The Right to be Wrong

Exactly 233 years ago, Panuccio noted Thursday, delegates to the Constitutional Convention in Philadelphia signed their names to the “incredible charter” that has governed us ever since.

“History has shown our Constitution to be the most remarkable governing framework human society has ever devised,” he said.

Not coincidentally, a hallmark of American governance across those centuries has been “an appreciation for debate, for open discourse and for free thought,” ideals enshrined in the First Amendment. But the history of those ideals stretches back even further, for they have been hallmarks of academic freedom – and the idea of the university – since at least 1155.

That was the year of the Authentica Habita, or Privilegium Scholasticum.
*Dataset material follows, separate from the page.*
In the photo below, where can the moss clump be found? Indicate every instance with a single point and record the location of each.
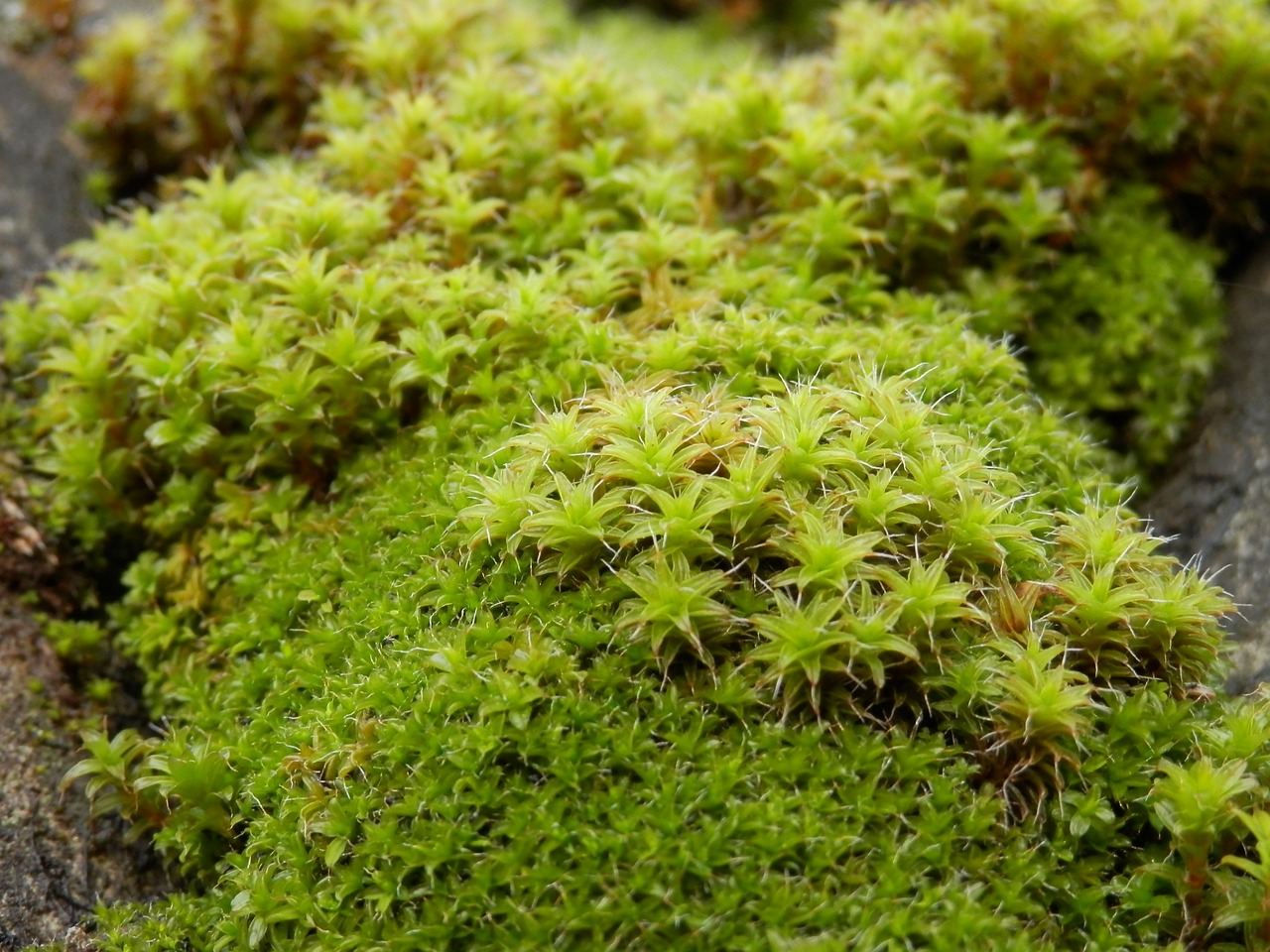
(585, 512)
This was a document set forth by the Roman emperor Emperor Frederick I Barbarossa in response to a petition from scholars for protection.

“The edict celebrated the value of scholastic pursuit and explicitly protected scholars in pursuit of scientific inquiry,” Panuccio said.
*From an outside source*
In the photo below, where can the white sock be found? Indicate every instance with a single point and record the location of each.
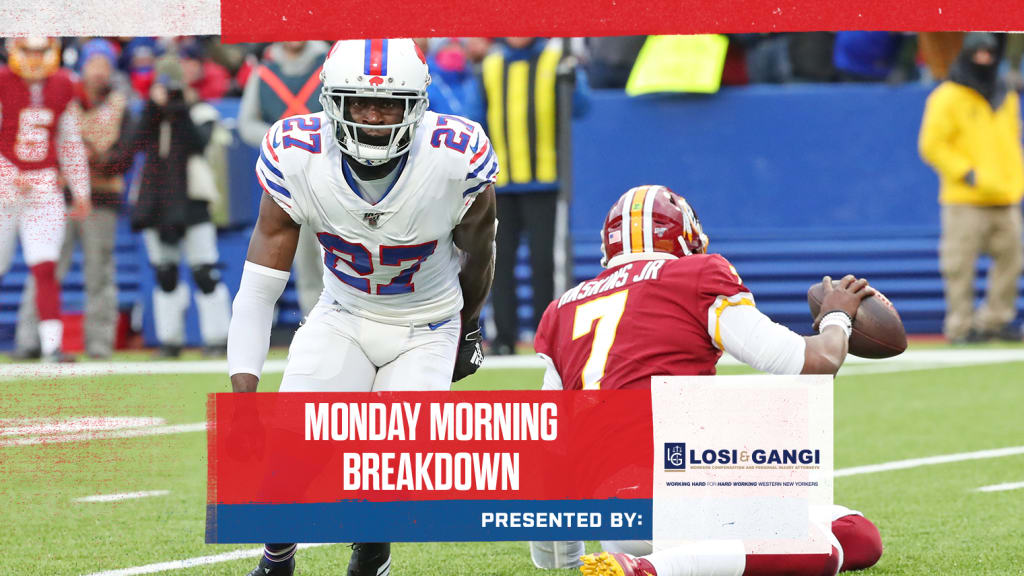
(709, 558)
(214, 315)
(50, 336)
The Authentica Habita “helped establish the modern university as a place of free inquiry.”

Such was the history Thomas Jefferson drew upon when he founded the University of Virginia. Wrote Jefferson in a letter of 1820, “this institution will be based on the illimitable freedom of the human mind. For here we are not afraid to follow truth wherever it may lead, nor to tolerate any error so long as reason is left free to combat it.”

With those words – “tolerate any error so long as reason is left free to combat it” – Jefferson was arguing for the Right to be Wrong, Panuccio noted. “These ideas – the freedom to speculate, to be wrong, and the freedom to refine and rebut speculation and error – lie at the very core of productive academic inquiry,” he said.
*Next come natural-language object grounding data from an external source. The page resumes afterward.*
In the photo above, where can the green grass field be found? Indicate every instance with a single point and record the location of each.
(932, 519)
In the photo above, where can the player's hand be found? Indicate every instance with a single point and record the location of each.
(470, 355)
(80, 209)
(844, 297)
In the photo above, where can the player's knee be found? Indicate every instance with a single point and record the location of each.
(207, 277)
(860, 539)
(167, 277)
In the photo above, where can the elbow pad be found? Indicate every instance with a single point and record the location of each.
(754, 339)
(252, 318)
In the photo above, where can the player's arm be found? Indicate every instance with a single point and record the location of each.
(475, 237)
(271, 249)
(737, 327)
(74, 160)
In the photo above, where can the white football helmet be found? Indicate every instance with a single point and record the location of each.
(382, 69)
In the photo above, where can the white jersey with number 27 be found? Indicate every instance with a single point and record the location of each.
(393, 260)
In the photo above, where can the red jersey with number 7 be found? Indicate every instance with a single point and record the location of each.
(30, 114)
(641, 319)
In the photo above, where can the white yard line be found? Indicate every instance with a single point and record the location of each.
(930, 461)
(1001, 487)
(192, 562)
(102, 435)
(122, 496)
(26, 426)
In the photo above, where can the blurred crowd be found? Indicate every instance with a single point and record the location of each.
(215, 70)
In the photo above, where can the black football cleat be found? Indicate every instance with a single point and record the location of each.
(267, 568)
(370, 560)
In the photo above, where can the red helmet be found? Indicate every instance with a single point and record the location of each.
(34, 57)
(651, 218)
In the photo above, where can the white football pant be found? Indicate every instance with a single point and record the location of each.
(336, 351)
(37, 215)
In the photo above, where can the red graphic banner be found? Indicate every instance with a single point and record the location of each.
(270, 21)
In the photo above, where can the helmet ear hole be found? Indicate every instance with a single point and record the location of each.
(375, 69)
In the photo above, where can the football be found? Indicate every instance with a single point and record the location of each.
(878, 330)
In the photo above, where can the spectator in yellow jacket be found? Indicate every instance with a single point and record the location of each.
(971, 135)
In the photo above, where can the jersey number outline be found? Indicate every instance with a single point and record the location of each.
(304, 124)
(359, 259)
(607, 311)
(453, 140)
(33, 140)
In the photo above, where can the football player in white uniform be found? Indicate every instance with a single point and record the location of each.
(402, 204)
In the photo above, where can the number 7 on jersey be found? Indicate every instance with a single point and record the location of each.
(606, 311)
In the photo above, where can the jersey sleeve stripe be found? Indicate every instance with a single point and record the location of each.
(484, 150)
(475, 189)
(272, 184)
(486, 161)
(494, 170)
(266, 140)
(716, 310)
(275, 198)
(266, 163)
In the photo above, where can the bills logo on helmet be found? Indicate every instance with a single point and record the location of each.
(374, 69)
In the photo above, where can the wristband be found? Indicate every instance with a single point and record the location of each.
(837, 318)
Along those same lines, U.S. Supreme Court Justice Felix Frankfurter once opined, “a university ceases to be true to its own nature if it becomes the tool of Church or State or any sectional interest. … Dogma and hypothesis are incompatible, and the concept of an immutable doctrine is repugnant to the spirit of a university.”

The Heckler’s Veto and other suppressions

Unfortunately, dogma – immutable, inarguable doctrine – reigns supreme on too many of today’s campuses, Panuccio said. And the Right for a speaker to be Wrong has evolved into a Right for listeners never to hear Wrong-think.

At Middlebury in Vermont, student protesters violently shut down an event featuring an invited speaker. At Clemson, the Student Code of Conduct threatens students with punishment – even expulsion – if they speak in a way that offends. At William and Mary, activists shouted down an ACLU representative, who – ironically – was addressing free speech.

There are countless other examples, suggesting that “speech suppression is playing out daily on campuses across the country,” Panuccio said.

“Outrage culture has replaced inquiry culture on our campuses,” he said. Moreover, “even tepid disagreement can be deemed hurtful and thus forbidden,” as shown by the case of Erica and Nicholas Christakis of Yale. For their offense, in an email, of supporting free expression, the Christakises “were subjected to months of protests by students” and ultimately resigned their student-life leadership posts.

Codes of conduct are one means of enforcing the new orthodoxy. But UND’s – to the University’s great credit, Panuccio noted – does not: Students who find a speaker offensive are instructed to offer their own arguments in rebuttal, but not in a way that disrupts the original speech.

“That is exactly right,” Panuccio said. “Kudos to the University of North Dakota for being one of the few institutions that embrace this fundamental idea.”

Now, the task before academia is for faculty and administrators at all universities to once again recognize the primacy of free expression, he said.

“As I mentioned, academic freedom first took hold in 1155,” when teachers demanded protection for scholarly inquiry.

“It is time for the community of scholars to do so again. It is time for members of the academy to again demand the Right to be Wrong, and to make the university the place where hypothesis reigns over dogma.”